Validates that a query has a root where predicate referencing configured keys.

This is useful for tenant boundaries where every query should include a predicate for fields such as :organization_id or :user_id.

Examples

Bad:

from(Post, as: :post)
|> where([post: p], p.status == ^:published)

Why this is bad:

If :organization_id is configured as mandatory, this query has no visible tenant boundary in the root where clause. It can read rows across organizations.

Better:

from(Post, as: :post)
|> where([post: p], p.organization_id == ^organization_id)
|> where([post: p], p.status == ^:published)

Why this is better:

The configured field appears in a supported root predicate, so the query is explicitly scoped to one organization.

Notes

This check accepts supported direct root == and in predicates. It does not prove tenant safety when keys are hidden inside fragments or field-to-field comparisons.

The check is static. It accepts configured root fields directly in == and in predicates inside where expressions, but it cannot prove fields hidden inside raw SQL fragments. Combination queries such as union, union_all, except, and intersect validate the parent query and every combination branch independently.

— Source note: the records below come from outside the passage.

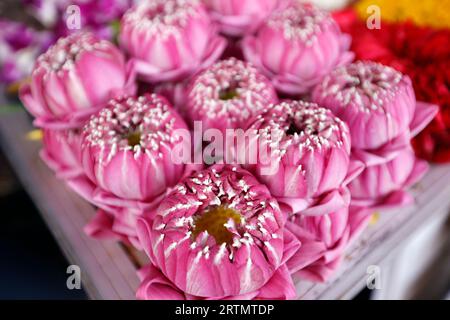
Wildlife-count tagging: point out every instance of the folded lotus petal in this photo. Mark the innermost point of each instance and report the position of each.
(61, 152)
(355, 168)
(64, 91)
(359, 219)
(308, 151)
(379, 181)
(240, 17)
(169, 40)
(100, 227)
(279, 287)
(227, 94)
(319, 272)
(155, 286)
(376, 101)
(385, 153)
(291, 245)
(218, 233)
(425, 112)
(296, 47)
(324, 239)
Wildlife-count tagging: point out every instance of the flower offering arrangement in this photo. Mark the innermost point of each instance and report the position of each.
(312, 122)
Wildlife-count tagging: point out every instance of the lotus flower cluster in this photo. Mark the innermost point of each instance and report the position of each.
(218, 234)
(305, 179)
(379, 105)
(227, 94)
(307, 169)
(126, 155)
(239, 17)
(169, 39)
(296, 47)
(66, 88)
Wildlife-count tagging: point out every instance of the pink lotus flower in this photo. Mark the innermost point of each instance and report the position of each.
(296, 47)
(384, 184)
(306, 155)
(65, 86)
(240, 17)
(126, 155)
(324, 239)
(218, 234)
(127, 147)
(378, 104)
(227, 94)
(169, 39)
(61, 152)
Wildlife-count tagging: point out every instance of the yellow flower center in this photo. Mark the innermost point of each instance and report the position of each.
(213, 221)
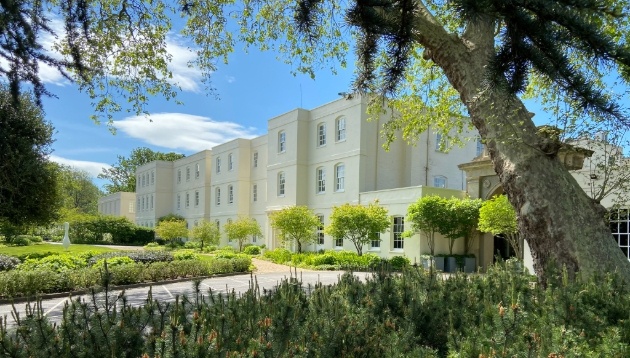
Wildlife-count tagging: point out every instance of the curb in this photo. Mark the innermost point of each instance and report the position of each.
(70, 294)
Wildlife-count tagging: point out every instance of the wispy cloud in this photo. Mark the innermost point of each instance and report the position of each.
(182, 131)
(93, 168)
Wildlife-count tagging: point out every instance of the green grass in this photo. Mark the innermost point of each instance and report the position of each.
(42, 248)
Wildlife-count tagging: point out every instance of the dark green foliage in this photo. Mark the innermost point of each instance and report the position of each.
(137, 256)
(252, 250)
(413, 314)
(92, 230)
(8, 262)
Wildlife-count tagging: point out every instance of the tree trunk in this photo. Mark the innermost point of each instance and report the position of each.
(562, 225)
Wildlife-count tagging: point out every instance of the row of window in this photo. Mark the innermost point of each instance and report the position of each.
(187, 199)
(145, 179)
(197, 173)
(398, 228)
(144, 203)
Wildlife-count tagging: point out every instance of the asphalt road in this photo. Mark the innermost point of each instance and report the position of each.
(53, 308)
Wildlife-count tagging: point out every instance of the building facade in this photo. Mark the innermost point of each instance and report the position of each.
(321, 158)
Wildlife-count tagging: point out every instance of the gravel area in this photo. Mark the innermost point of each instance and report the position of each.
(263, 266)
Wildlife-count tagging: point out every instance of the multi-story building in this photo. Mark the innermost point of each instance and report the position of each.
(320, 158)
(118, 204)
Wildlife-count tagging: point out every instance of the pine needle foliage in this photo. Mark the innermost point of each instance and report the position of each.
(415, 313)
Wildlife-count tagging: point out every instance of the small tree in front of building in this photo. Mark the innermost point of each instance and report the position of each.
(358, 223)
(206, 233)
(428, 215)
(295, 224)
(241, 230)
(171, 230)
(498, 217)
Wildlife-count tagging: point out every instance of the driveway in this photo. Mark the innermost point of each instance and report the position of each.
(267, 275)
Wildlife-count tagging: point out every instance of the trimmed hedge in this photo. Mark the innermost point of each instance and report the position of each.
(20, 283)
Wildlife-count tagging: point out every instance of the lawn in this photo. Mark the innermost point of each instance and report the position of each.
(42, 248)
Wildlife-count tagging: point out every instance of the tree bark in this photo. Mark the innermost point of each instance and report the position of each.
(558, 220)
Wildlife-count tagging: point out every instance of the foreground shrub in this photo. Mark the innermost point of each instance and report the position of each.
(40, 279)
(412, 314)
(8, 262)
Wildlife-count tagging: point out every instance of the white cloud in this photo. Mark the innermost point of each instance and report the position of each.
(93, 168)
(182, 131)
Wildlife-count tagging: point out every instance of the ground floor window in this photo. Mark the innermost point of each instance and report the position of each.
(399, 228)
(620, 228)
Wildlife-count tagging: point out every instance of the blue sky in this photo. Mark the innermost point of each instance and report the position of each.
(253, 88)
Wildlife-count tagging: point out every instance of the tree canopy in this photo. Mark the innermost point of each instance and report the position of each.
(358, 223)
(295, 224)
(122, 175)
(444, 64)
(28, 181)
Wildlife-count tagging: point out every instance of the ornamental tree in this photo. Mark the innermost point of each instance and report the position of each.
(241, 229)
(295, 224)
(498, 217)
(358, 223)
(171, 230)
(429, 215)
(207, 233)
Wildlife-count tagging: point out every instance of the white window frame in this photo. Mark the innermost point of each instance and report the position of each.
(440, 181)
(340, 129)
(281, 183)
(282, 142)
(321, 134)
(320, 177)
(340, 177)
(398, 227)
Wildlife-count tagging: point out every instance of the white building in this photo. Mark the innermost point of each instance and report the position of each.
(320, 158)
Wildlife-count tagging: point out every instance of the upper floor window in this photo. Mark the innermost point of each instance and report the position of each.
(341, 129)
(439, 181)
(321, 134)
(340, 177)
(440, 142)
(320, 230)
(282, 142)
(281, 182)
(399, 228)
(321, 180)
(479, 150)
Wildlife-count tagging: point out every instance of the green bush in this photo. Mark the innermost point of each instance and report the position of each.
(186, 254)
(21, 240)
(54, 263)
(399, 262)
(8, 262)
(252, 250)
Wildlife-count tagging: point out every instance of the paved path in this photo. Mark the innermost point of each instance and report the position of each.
(267, 276)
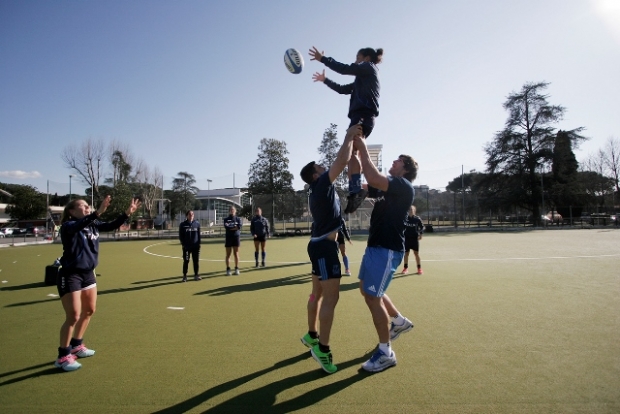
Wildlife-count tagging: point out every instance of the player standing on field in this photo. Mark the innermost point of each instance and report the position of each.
(259, 227)
(413, 234)
(363, 104)
(232, 225)
(189, 235)
(76, 283)
(323, 250)
(393, 196)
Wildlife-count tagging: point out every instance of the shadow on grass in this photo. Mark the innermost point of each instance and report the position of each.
(49, 371)
(258, 285)
(263, 399)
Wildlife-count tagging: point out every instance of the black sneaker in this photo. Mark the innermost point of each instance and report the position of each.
(355, 201)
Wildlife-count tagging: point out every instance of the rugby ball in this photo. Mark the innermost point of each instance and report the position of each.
(293, 61)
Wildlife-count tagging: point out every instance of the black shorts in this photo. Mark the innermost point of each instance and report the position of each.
(325, 260)
(412, 244)
(73, 280)
(340, 238)
(368, 123)
(232, 241)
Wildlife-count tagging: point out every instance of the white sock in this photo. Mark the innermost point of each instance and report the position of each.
(385, 348)
(398, 319)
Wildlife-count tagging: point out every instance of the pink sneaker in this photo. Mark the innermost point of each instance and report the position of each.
(67, 363)
(82, 352)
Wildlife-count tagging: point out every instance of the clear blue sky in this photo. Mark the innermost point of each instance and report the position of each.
(195, 85)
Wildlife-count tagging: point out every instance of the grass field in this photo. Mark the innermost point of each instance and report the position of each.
(513, 322)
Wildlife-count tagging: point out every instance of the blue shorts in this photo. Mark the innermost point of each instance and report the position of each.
(377, 268)
(324, 258)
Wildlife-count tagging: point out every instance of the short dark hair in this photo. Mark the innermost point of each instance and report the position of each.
(411, 166)
(307, 173)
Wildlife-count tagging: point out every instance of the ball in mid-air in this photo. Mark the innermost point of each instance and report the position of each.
(293, 61)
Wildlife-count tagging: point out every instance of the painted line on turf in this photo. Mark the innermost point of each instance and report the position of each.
(145, 250)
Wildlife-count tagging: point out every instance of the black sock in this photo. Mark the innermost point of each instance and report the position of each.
(63, 352)
(75, 342)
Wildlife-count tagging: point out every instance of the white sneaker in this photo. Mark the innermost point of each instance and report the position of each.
(379, 361)
(396, 330)
(67, 363)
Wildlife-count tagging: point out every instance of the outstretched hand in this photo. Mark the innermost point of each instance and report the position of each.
(135, 205)
(315, 54)
(319, 77)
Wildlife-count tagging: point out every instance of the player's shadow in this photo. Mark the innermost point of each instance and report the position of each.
(263, 399)
(51, 370)
(24, 287)
(258, 285)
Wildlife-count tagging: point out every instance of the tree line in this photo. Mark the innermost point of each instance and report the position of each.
(528, 160)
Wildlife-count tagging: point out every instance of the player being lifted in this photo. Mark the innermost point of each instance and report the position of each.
(363, 104)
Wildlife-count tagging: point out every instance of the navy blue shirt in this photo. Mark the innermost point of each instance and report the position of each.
(232, 224)
(259, 226)
(189, 234)
(80, 241)
(324, 207)
(387, 221)
(413, 227)
(364, 90)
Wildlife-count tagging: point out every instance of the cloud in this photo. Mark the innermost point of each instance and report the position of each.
(20, 175)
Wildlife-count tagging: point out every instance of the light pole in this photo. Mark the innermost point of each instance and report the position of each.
(70, 193)
(209, 198)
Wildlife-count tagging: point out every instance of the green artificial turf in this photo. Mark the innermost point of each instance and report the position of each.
(514, 322)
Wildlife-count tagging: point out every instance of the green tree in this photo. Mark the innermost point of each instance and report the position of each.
(184, 192)
(329, 151)
(26, 204)
(269, 174)
(526, 142)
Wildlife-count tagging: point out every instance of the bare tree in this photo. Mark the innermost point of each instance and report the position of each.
(87, 161)
(612, 160)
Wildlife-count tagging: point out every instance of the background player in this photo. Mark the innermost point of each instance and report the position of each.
(189, 235)
(413, 234)
(259, 227)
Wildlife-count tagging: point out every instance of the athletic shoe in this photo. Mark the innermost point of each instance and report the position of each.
(324, 359)
(67, 363)
(379, 361)
(308, 341)
(81, 351)
(355, 201)
(396, 330)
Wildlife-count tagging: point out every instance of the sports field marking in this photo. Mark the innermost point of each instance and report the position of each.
(523, 258)
(145, 250)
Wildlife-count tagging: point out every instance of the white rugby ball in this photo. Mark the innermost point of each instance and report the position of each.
(293, 61)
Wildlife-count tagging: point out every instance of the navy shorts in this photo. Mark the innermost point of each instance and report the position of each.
(412, 244)
(368, 123)
(232, 241)
(73, 280)
(324, 258)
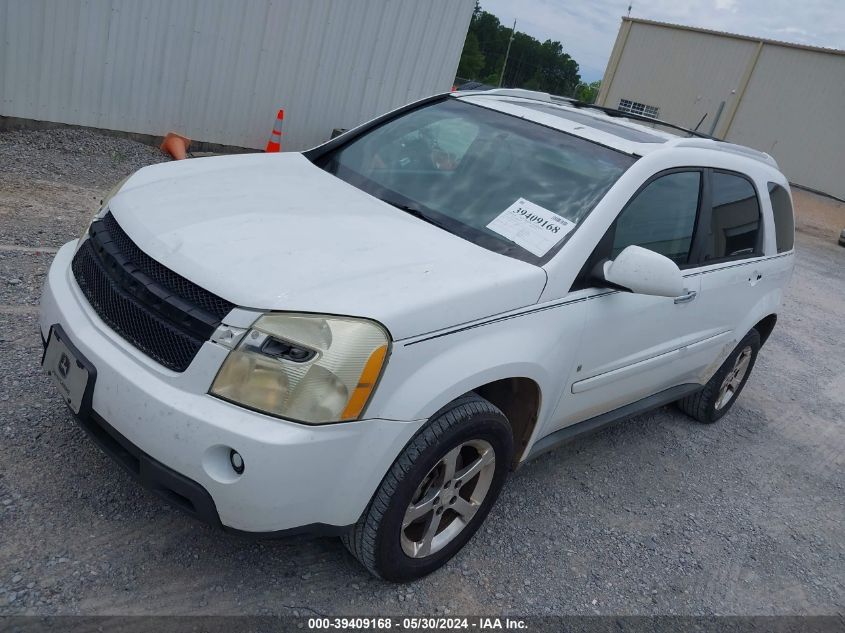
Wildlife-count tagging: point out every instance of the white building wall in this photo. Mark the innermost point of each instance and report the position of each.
(218, 70)
(781, 99)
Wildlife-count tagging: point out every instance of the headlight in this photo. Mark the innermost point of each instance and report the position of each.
(307, 368)
(104, 203)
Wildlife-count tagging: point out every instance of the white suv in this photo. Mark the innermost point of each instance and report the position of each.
(363, 339)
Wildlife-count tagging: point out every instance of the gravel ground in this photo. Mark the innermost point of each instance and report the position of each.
(657, 515)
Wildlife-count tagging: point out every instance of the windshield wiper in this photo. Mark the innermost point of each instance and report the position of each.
(416, 212)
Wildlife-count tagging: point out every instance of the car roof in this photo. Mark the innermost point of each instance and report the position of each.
(613, 130)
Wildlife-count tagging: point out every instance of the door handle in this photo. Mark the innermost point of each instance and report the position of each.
(691, 294)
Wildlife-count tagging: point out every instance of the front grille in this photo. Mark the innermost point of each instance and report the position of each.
(160, 312)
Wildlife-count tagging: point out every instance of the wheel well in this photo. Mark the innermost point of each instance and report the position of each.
(519, 400)
(765, 326)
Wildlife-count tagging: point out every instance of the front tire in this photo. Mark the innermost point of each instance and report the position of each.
(437, 493)
(719, 394)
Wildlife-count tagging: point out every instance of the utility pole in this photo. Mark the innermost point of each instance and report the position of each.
(507, 54)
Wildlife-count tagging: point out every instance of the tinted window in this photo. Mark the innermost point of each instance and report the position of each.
(662, 217)
(735, 222)
(784, 220)
(463, 165)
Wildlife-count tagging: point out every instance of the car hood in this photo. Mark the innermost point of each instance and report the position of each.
(275, 232)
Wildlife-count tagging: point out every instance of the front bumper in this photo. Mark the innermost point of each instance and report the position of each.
(166, 430)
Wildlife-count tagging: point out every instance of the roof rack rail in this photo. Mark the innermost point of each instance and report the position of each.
(575, 103)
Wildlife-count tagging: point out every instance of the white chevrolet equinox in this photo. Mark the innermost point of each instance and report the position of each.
(365, 338)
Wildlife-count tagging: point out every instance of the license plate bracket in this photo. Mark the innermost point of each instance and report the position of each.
(73, 374)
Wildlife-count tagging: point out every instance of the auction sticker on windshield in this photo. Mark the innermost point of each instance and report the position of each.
(531, 226)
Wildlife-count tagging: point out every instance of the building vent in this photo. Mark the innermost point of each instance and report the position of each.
(635, 107)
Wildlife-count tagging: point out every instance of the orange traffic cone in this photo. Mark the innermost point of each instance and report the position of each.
(275, 142)
(176, 145)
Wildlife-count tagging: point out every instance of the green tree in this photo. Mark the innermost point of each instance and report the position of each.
(588, 93)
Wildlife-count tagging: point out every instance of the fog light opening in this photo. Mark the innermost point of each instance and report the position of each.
(236, 461)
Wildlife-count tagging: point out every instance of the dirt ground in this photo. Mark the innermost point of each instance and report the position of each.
(656, 515)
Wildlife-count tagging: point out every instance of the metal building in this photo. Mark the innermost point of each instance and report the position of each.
(218, 70)
(784, 99)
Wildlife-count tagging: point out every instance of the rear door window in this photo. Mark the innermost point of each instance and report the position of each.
(735, 218)
(784, 218)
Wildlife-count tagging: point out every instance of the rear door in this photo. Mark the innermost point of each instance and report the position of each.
(734, 272)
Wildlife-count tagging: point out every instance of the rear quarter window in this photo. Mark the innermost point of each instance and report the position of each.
(784, 218)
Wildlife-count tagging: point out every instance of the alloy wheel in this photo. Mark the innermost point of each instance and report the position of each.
(733, 380)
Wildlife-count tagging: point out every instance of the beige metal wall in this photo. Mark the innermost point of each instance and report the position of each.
(788, 101)
(218, 70)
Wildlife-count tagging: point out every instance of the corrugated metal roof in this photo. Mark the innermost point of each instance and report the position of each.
(217, 70)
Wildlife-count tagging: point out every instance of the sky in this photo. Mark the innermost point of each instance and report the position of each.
(587, 28)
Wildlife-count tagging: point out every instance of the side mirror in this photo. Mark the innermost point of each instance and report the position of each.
(644, 272)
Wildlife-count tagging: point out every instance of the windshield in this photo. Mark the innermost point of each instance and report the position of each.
(504, 183)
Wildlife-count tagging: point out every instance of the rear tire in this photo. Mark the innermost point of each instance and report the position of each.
(717, 397)
(425, 509)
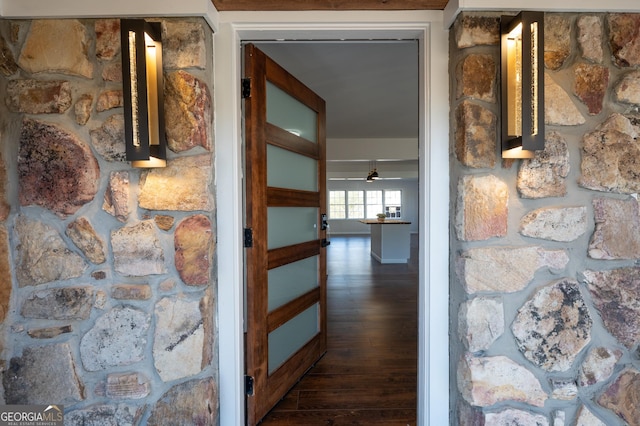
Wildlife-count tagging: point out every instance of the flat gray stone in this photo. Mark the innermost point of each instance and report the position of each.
(555, 223)
(616, 296)
(544, 175)
(104, 415)
(137, 250)
(485, 381)
(33, 379)
(190, 403)
(118, 338)
(553, 326)
(67, 303)
(481, 322)
(43, 256)
(505, 269)
(615, 236)
(179, 338)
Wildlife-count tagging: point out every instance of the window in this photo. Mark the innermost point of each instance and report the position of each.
(393, 203)
(365, 204)
(355, 202)
(374, 204)
(337, 205)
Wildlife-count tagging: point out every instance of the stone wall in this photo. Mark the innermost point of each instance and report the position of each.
(108, 296)
(545, 304)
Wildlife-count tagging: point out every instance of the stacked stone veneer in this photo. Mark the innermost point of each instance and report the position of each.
(545, 279)
(107, 293)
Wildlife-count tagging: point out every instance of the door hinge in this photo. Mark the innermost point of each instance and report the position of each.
(246, 88)
(248, 385)
(248, 237)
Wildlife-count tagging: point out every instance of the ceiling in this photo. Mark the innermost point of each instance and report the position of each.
(227, 5)
(371, 92)
(370, 88)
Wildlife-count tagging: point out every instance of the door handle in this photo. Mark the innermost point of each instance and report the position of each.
(324, 224)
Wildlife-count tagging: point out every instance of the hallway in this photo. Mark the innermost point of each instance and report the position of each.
(368, 375)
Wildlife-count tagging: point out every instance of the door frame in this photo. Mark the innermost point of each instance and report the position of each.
(433, 279)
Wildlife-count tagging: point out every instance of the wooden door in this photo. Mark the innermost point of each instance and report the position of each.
(284, 205)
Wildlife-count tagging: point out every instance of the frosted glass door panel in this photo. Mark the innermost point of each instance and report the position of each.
(290, 114)
(291, 225)
(292, 280)
(285, 340)
(286, 169)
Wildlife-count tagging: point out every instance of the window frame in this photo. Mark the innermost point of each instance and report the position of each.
(364, 206)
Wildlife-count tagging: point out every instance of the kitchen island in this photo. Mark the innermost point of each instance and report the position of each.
(390, 240)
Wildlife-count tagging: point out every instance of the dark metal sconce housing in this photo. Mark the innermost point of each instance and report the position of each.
(522, 84)
(146, 144)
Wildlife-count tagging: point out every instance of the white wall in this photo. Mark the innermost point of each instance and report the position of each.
(409, 188)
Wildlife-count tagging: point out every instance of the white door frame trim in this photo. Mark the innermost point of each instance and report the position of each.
(433, 323)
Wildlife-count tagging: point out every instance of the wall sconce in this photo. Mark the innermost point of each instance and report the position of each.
(522, 84)
(146, 144)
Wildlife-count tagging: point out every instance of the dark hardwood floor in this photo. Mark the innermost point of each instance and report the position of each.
(369, 374)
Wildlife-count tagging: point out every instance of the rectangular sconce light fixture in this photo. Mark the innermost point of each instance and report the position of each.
(522, 84)
(146, 144)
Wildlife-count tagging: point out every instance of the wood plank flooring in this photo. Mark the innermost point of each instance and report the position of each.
(369, 374)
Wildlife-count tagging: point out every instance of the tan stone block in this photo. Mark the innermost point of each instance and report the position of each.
(65, 53)
(481, 208)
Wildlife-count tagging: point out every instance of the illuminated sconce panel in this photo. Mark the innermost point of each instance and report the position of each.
(145, 138)
(522, 84)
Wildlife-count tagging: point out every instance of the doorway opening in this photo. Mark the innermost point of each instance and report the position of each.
(426, 27)
(371, 92)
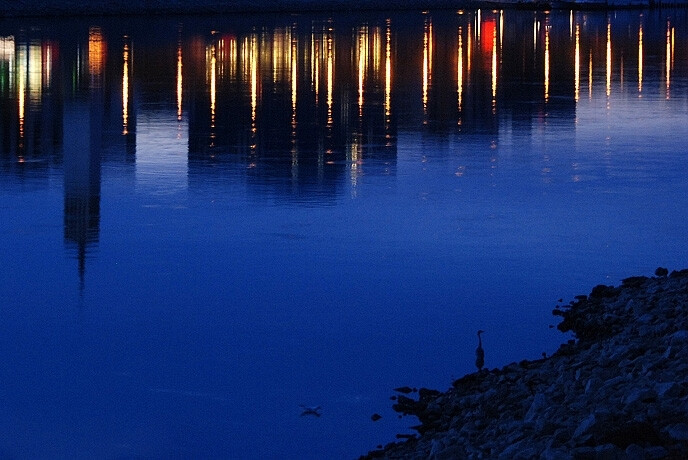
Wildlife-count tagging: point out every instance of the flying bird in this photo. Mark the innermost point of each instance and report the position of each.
(480, 353)
(313, 410)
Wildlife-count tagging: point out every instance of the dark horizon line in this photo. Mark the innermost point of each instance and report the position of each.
(62, 8)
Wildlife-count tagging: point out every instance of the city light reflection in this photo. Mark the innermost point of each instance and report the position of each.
(640, 59)
(609, 59)
(96, 56)
(547, 27)
(179, 81)
(459, 71)
(125, 89)
(388, 73)
(576, 65)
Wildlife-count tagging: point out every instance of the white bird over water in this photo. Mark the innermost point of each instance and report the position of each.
(310, 410)
(480, 353)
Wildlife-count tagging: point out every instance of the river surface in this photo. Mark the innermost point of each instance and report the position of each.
(208, 222)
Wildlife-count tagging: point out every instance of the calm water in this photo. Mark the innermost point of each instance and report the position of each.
(209, 221)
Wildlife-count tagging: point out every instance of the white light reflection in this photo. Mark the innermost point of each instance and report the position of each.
(609, 59)
(179, 82)
(459, 72)
(577, 65)
(668, 59)
(125, 89)
(547, 27)
(388, 72)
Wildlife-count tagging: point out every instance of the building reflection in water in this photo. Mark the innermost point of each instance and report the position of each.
(82, 133)
(299, 108)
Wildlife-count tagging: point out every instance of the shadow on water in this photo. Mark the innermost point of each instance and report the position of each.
(300, 110)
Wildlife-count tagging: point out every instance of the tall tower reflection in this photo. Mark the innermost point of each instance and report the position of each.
(82, 134)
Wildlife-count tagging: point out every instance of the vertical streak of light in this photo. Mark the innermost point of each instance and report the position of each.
(213, 88)
(179, 81)
(501, 30)
(22, 63)
(362, 48)
(478, 21)
(590, 76)
(96, 55)
(35, 73)
(459, 71)
(294, 76)
(494, 71)
(640, 59)
(48, 66)
(469, 54)
(546, 63)
(426, 69)
(668, 59)
(388, 71)
(609, 59)
(577, 65)
(315, 66)
(254, 88)
(125, 90)
(571, 23)
(294, 87)
(330, 79)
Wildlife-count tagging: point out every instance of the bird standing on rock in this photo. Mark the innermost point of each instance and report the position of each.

When the root query uses an Ecto schema, the configured fields are first narrowed to fields that exist on that schema. If none of the configured fields exist, the check is not applicable and returns :ok. Schema-less sources are still validated because there is no schema reflection signal.

Options

• :validate - explicit false disables this check. It can be used in the repo-wide check list or in call-site overrides passed to Bylaw.Ecto.Query.validate/4.
• :rules - required rule keyword list or non-empty list of rule keyword lists. A single-rule shorthand such as rules: [fields: [:organization_id]] is normalized to one rule.
• :fields - required non-empty list of root field names inside each rule.
• :match - :any or :all inside each rule. Defaults to :any.
• :where and :except - optional rule matchers for scoping rules. Matchers use plural keys with list values, such as ecto_schemas: [Post], tables: ["posts"], db_schemas: ["tenant_a"], and operations: [:all].

This check requires :fields, so bare-module configuration is not valid.

Run globally:

{Bylaw.Ecto.Query.Checks.MandatoryWhereKeys,
 rules: [fields: [:organization_id]]}

Run only for matching rule scopes:

{Bylaw.Ecto.Query.Checks.MandatoryWhereKeys,
 rules: [
   [where: [ecto_schemas: [Post]], fields: [:organization_id]],
   [where: [tables: ["comments"]], fields: [:organization_id]]
 ]}

Require all configured fields instead of any one field:

{Bylaw.Ecto.Query.Checks.MandatoryWhereKeys,
 rules: [fields: [:organization_id, :user_id], match: :all]}

Usage

Add this module to the explicit check list passed through Bylaw.Ecto.Query. See Bylaw.Ecto.Query for the full Ecto.Repo.prepare_query/3 setup.